Há várias, mas a ideia principal do livro é que a gente use muito a psicoeducação. Essa é uma das principais técnicas dentro da terapia cognitivo-comportamental e tem como objetivo psicoeducar o paciente, ou seja, ele entender o funcionamento do TAG, de onde vem. Junto com isso, há estratégias cognitivas e estratégias comportamentais. A gente trabalha muito com pensamentos, poder observá-los, o que se passa na mente, se é uma verdade ou se não é, se eu realmente preciso me preocupar com isso, talvez eu esteja me preocupando com algo lá do futuro que nem vai acontecer. Todos nós vamos nos preocupar, mas a gente precisa trabalhar com o paciente as preocupações que vão prejudicar e gerar mais ansiedade. Junto das técnicas comportamentais eu também coloco muito de estratégias de qualidade de vida: psicoeducação do sono, da alimentação, exercícios, administração do tempo, ter o tempo do lazer, do descanso, do trabalho.
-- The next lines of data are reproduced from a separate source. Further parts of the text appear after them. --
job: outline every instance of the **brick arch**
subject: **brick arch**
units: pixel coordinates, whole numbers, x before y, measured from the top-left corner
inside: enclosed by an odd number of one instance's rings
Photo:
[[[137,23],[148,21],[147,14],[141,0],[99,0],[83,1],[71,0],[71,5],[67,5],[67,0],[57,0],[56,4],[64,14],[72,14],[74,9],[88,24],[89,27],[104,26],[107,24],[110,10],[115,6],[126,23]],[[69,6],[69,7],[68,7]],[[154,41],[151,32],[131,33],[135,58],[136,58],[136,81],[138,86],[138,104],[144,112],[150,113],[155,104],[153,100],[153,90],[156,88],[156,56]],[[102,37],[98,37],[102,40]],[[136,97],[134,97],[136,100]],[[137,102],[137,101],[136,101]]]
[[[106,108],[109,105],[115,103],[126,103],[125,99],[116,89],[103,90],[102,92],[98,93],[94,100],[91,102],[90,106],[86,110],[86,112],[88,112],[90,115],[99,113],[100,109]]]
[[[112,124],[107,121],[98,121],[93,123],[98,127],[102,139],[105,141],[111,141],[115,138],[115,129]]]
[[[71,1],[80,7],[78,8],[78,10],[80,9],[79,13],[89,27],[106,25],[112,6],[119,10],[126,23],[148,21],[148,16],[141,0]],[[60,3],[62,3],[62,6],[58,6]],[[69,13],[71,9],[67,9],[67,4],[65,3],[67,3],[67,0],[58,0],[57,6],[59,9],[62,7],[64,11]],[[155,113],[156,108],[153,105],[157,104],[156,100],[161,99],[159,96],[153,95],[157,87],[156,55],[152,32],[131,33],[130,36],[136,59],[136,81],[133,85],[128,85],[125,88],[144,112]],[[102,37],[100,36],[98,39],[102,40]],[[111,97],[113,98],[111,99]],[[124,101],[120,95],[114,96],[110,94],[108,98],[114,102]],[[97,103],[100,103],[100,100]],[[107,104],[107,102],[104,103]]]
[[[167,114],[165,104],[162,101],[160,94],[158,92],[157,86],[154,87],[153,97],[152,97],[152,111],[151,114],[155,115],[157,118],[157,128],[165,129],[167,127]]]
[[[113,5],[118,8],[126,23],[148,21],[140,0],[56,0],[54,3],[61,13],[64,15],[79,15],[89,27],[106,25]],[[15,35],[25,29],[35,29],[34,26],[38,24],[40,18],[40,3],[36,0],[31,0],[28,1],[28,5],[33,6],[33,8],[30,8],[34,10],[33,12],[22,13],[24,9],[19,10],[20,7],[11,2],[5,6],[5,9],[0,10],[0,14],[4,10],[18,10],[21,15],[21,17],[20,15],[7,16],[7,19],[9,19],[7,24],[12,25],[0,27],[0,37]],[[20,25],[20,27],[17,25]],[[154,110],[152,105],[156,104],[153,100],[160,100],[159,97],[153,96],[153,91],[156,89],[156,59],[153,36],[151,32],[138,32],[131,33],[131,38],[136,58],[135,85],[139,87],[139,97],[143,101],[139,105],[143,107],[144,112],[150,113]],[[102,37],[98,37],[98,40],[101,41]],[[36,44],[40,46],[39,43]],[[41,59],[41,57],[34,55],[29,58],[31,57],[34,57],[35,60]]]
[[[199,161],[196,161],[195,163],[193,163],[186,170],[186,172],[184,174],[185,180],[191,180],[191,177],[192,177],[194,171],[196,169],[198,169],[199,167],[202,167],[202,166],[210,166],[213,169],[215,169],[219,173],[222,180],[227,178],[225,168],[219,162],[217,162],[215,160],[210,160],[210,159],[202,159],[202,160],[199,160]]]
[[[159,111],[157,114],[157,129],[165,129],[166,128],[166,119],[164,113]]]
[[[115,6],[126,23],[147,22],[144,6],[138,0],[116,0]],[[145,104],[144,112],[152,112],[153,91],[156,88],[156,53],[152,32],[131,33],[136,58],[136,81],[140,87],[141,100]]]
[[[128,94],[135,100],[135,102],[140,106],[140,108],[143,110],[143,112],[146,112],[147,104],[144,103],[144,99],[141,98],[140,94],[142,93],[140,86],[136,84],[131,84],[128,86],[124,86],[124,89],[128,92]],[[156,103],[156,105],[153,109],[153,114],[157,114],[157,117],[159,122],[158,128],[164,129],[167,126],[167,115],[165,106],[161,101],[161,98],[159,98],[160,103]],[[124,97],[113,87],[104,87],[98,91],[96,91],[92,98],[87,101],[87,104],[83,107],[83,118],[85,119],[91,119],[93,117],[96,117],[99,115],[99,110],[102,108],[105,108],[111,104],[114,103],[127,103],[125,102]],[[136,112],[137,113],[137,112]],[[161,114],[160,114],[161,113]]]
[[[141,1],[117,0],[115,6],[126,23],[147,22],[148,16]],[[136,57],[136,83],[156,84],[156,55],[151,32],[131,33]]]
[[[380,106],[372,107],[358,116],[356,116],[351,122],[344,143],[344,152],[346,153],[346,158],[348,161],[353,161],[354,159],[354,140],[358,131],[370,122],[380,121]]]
TAG requer sempre tratamento medicamentoso?

O TAG é um transtorno de curso crônico. Pessoas com TAG vão tê-lo pela vida, mas vão aprender a tratá-lo, a lidar com essa ansiedade. A ideia da terapia não é extinguir a ansiedade, pois ela nos move. Tanto é que o TAG tem muitos processos saudáveis, funcionais, é uma pessoa que se move, que vai atrás. Mas a gente vai tentar reduzir esse lado mais disfuncional. Não necessariamente o TAG vai precisar de tratamento psiquiátrico. Temos muitas ferramentas dentro da TCC, como mindfulness, essas questões de qualidade de vida. Vamos pensar em encaminhamento para um psiquiatra quando houver um sofrimento muito intenso e prejuízos associados, como sintomas fisiológicos muito intensos. Se o paciente está com muito sofrimento em pontos como sono, sintomas fisiológicos e ruminações muito frequentes, a gente pode pensar num encaminhamento para que ele tome a medicação por algum tempo. Ou então se, junto com TAG, o paciente tem uma depressão associada muito forte, também pode ser o momento de se pensar numa avaliação psiquiátrica.